Hilton said that its full-service collection brands – Curio Collection by Hilton and Tapestry Collection by Hilton – opened 40 hotels last year.
The company said that it planned to expand further in the coming years, as the global operators continued to lean on their soft brands.
Jenna Hackett, global head, Hilton’s collection brands, said: “Today, Curio Collection and Tapestry Collection offer travellers distinctive experiences at more than 100 hotels worldwide – from enjoying locally sourced seafood from the surrounding ocean waters as part of the Dock to Dish program at Baker’s Cay Resort Key Largo, to admiring the original chocolate factory design at The Wilbur Lititz near historic Hershey, Pennsylvania.
“Hilton’s collection brands promise our guests an enriching travel experience. Through the introduction of unique hotels to our growing global portfolio, we can maintain that promise on an even greater scale with anticipated openings in destinations like Lisbon, Paris and Madrid.”
The global operators have continued to build their soft brand options. In 2017, the Wyndham Hotel Group took itself to 19 brands with the launch of The Trademark Hotel Collection, a soft brand aimed at upper-midscale and above, which it said was designed for independent entrepreneurs who have built ‘an iconic hotel and are looking to boost its distinctive legacy with unmatched support’.

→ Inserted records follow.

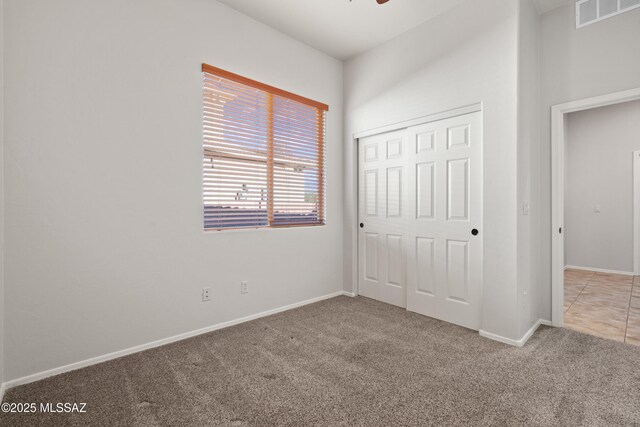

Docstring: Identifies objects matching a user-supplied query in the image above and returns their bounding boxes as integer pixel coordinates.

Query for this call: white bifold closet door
[405,112,482,330]
[358,129,407,308]
[358,112,482,330]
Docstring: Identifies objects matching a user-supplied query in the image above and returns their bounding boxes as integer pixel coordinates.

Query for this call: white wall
[344,0,522,340]
[517,0,541,336]
[539,3,640,319]
[564,100,640,273]
[3,0,344,382]
[0,0,5,390]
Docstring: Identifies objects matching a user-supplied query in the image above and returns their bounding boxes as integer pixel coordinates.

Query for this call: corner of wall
[516,0,543,339]
[339,59,352,296]
[0,0,5,395]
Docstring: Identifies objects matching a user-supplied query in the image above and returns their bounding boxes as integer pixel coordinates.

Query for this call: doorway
[551,88,640,344]
[357,110,483,330]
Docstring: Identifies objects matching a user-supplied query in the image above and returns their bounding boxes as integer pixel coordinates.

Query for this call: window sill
[204,223,326,234]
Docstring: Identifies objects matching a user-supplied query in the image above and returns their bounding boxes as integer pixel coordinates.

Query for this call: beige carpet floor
[2,296,640,426]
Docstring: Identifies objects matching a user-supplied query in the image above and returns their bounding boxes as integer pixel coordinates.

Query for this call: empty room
[562,100,640,343]
[0,0,639,426]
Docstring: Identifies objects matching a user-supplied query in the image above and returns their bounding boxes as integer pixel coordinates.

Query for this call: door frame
[551,87,640,327]
[351,103,482,298]
[634,150,640,276]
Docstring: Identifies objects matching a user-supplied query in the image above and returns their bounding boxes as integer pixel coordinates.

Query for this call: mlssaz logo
[40,403,87,413]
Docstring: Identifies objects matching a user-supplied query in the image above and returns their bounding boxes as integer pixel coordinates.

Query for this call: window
[576,0,640,28]
[202,64,328,230]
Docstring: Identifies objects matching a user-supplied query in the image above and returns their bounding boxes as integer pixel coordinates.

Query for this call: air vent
[577,0,640,28]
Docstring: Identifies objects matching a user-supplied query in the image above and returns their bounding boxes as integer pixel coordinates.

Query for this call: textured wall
[3,0,344,381]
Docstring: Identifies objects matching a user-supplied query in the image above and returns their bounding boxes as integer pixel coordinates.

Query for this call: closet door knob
[360,223,364,228]
[471,229,479,236]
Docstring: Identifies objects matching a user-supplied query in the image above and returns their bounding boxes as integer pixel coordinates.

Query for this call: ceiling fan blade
[377,0,390,4]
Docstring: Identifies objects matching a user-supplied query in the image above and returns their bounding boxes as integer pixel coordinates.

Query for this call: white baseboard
[342,291,356,297]
[480,318,552,347]
[0,383,5,403]
[564,265,635,276]
[3,290,351,391]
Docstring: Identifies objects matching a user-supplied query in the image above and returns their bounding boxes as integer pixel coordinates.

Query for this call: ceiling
[533,0,573,14]
[216,0,572,61]
[216,0,469,60]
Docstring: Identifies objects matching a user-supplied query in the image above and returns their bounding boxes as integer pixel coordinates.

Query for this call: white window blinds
[202,64,328,230]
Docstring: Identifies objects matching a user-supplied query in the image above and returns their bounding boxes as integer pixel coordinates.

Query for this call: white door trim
[551,87,640,327]
[634,150,640,276]
[351,104,482,299]
[354,103,482,140]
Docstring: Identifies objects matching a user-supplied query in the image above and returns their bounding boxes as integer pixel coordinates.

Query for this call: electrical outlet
[241,281,249,294]
[202,287,211,302]
[522,291,527,307]
[522,201,530,216]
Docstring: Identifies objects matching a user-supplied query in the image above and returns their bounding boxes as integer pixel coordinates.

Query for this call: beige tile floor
[564,268,640,345]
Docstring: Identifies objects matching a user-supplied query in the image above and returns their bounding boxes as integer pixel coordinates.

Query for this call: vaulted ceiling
[216,0,468,60]
[216,0,572,60]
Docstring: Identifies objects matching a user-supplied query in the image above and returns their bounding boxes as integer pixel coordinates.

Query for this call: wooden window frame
[202,64,328,231]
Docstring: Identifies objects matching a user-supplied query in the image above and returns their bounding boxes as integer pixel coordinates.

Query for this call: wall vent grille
[576,0,640,28]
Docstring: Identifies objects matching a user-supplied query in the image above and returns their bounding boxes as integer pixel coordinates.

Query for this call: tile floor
[564,268,640,345]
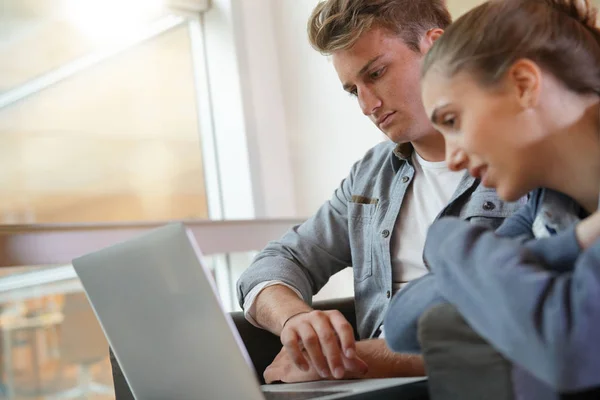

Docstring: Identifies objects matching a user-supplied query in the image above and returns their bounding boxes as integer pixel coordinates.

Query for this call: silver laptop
[72,223,425,400]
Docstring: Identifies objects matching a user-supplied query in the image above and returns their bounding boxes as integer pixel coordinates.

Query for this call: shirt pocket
[348,202,376,282]
[460,189,524,231]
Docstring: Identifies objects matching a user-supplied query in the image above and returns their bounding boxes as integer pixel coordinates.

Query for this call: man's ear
[507,58,542,109]
[420,28,444,54]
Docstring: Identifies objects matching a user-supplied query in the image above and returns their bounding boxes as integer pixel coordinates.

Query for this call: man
[237,0,524,384]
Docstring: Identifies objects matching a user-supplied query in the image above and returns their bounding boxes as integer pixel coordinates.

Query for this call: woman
[383,0,600,397]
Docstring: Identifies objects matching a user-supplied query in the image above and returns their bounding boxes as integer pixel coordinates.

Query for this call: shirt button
[386,290,391,299]
[382,229,390,238]
[402,176,410,183]
[482,201,496,211]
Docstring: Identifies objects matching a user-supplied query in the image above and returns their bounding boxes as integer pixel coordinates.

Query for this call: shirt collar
[392,143,413,161]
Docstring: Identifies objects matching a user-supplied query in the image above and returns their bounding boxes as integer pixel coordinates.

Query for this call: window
[0,1,221,397]
[0,4,210,224]
[0,219,301,398]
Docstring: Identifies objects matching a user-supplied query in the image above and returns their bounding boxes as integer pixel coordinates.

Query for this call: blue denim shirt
[237,141,523,339]
[386,188,600,393]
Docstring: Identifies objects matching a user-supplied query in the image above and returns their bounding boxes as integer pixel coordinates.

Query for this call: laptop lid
[73,223,264,400]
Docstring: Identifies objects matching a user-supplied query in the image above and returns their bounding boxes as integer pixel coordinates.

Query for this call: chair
[47,293,113,399]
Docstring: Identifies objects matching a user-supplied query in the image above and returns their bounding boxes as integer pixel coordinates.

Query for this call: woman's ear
[507,59,542,109]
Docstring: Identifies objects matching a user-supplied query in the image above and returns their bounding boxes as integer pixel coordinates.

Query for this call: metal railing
[0,219,303,303]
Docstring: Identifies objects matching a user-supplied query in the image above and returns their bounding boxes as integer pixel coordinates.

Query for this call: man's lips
[376,112,396,128]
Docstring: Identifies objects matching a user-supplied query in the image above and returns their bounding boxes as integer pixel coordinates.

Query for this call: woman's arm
[424,219,600,391]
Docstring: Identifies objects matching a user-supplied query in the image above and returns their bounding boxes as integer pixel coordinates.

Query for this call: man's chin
[385,126,438,145]
[385,131,413,145]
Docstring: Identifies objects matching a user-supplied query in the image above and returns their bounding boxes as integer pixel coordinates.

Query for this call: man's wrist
[282,311,311,330]
[253,284,310,335]
[277,306,313,334]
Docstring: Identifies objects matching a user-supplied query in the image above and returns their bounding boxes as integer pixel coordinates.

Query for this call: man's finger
[341,354,368,376]
[263,365,279,384]
[297,323,330,378]
[312,313,345,379]
[327,310,357,359]
[281,328,310,371]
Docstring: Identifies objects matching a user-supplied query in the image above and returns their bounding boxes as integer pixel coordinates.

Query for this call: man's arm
[263,338,424,383]
[237,148,391,379]
[236,165,358,379]
[254,285,313,336]
[355,339,425,378]
[237,155,361,310]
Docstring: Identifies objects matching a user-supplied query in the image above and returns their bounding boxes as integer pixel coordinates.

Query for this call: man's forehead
[332,48,385,79]
[332,34,412,70]
[336,33,401,58]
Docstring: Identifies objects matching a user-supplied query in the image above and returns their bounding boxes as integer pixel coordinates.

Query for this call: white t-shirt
[390,152,463,294]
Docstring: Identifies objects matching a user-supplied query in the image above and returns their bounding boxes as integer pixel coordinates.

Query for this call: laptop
[72,223,426,400]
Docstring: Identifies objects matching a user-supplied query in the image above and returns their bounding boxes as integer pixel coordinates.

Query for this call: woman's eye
[442,115,457,128]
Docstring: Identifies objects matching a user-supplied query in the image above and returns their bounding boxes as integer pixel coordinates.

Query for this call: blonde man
[237,0,522,383]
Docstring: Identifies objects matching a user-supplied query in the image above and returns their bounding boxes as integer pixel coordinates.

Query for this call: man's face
[332,27,435,144]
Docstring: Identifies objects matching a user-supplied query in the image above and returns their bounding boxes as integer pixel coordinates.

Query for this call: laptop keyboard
[263,390,348,400]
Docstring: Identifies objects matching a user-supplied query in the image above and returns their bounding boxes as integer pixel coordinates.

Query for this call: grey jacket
[385,188,599,392]
[236,141,523,340]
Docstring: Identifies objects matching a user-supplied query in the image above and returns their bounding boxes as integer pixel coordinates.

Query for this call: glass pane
[0,0,167,93]
[0,251,256,398]
[0,10,208,224]
[0,266,113,399]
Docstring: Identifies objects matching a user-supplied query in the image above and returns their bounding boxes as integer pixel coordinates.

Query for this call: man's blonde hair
[308,0,452,54]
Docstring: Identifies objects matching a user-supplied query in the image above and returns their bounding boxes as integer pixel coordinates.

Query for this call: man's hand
[252,285,360,379]
[264,346,368,384]
[576,211,600,249]
[280,309,359,379]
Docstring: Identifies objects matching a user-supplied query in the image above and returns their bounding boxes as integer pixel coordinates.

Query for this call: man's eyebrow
[342,55,384,92]
[358,55,383,77]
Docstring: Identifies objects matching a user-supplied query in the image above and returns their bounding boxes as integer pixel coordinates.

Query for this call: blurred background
[1,0,597,398]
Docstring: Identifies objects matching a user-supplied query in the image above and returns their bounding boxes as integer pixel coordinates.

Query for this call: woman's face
[421,66,546,201]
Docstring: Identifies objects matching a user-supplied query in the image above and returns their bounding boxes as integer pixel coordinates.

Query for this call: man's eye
[349,88,358,97]
[369,67,385,80]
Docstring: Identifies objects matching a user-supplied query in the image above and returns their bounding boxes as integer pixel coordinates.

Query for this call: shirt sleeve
[243,281,303,328]
[424,218,600,391]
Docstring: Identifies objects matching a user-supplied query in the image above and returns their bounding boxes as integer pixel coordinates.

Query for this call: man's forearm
[254,285,313,335]
[354,339,425,378]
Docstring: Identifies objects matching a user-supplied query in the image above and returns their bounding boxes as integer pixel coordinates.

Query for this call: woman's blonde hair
[422,0,600,94]
[308,0,452,54]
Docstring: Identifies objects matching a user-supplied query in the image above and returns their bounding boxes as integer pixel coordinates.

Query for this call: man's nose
[358,88,382,116]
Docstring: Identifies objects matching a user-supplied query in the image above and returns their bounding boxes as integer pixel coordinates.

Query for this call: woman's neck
[543,101,600,213]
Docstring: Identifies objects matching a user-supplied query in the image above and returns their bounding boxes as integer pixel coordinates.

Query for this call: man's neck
[410,132,446,162]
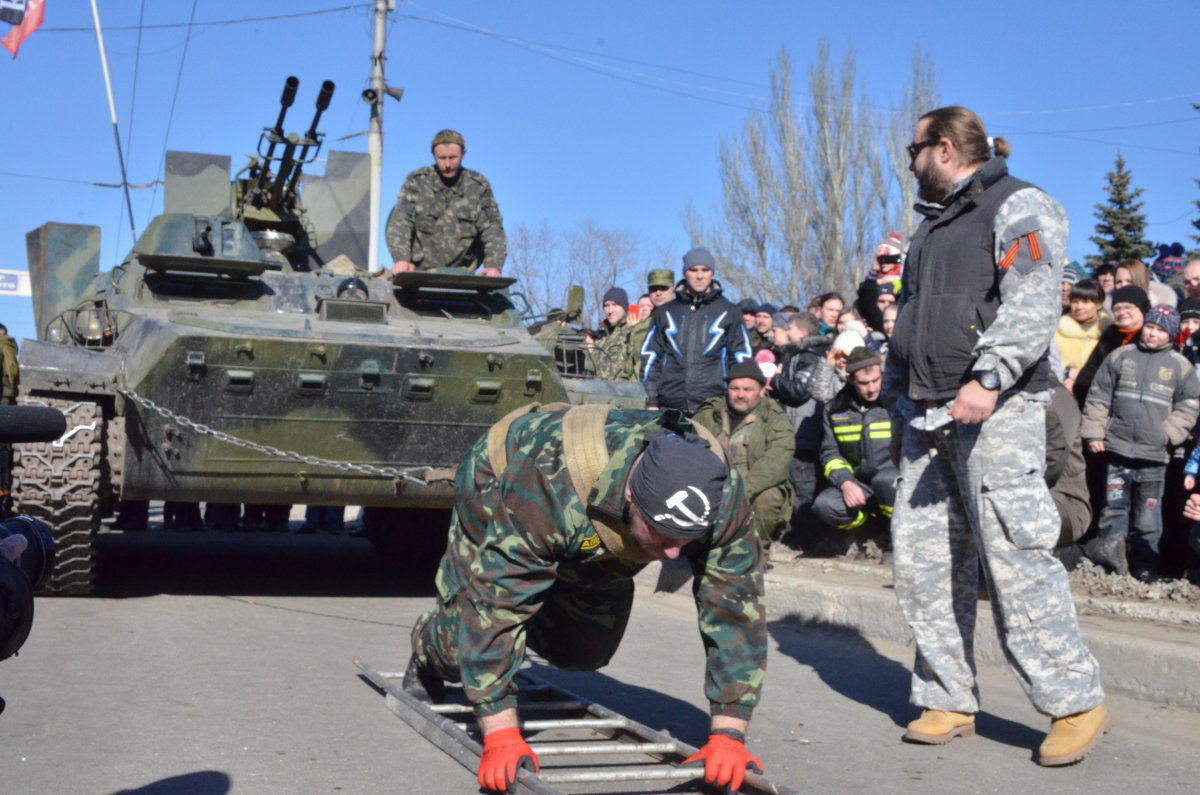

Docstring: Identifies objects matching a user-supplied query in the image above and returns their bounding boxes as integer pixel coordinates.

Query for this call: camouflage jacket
[438,408,766,719]
[593,320,633,381]
[385,165,507,271]
[691,396,795,503]
[0,333,18,405]
[626,316,652,381]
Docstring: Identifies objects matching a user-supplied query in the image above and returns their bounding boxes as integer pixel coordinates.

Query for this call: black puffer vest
[889,157,1049,401]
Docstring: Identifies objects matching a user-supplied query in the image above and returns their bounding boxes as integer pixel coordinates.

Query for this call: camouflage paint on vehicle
[13,77,643,594]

Lisa Checchio, Wyndham Hotel Group’s VP, brand marketing and insights, said: “A trademark is a symbol of character, an emblem of individuality. Trademark isn’t just another brand: it’s a rally cry for independent entrepreneurs who aren’t afraid to make their own mark. The Trademark Hotel Collection is the next step in our mission to flip the script on existing expectations and champion all hoteliers by offering them an independent choice outside of the current luxury and upscale options available.”
“The explosion of soft brands in the last several years has been focused on luxury and upscale hoteliers – with demand still growing at a rate of nearly 20% – leaving a market void for independent hoteliers in the upper-midscale segment, the largest segment accounting for 18% of rooms in the US,” said Chip Ohlsson, Wyndham Hotel Group’s CDO.
Wyndham’s announcement came shortly after Marriott International said that it would be leaning on its collection brands for growth.
“With our three-tier collection strategy that includes The Luxury Collection, Autograph Collection Hotels and Tribute Portfolio brands, independent hoteliers have more options to leverage Marriott’s powerful loyalty and distribution channels, whether through a new build or conversion hotel, depending on the location and physical product,’ said Tony Capuano, EVP and global CDO, Marriott International. ‘We’re seeing increased demand for Marriott’s collection brands given consumers’ desire to stay at properties with unique stories and independent hotel owners realising that Marriott’s size and scale can drive significant value to their properties.’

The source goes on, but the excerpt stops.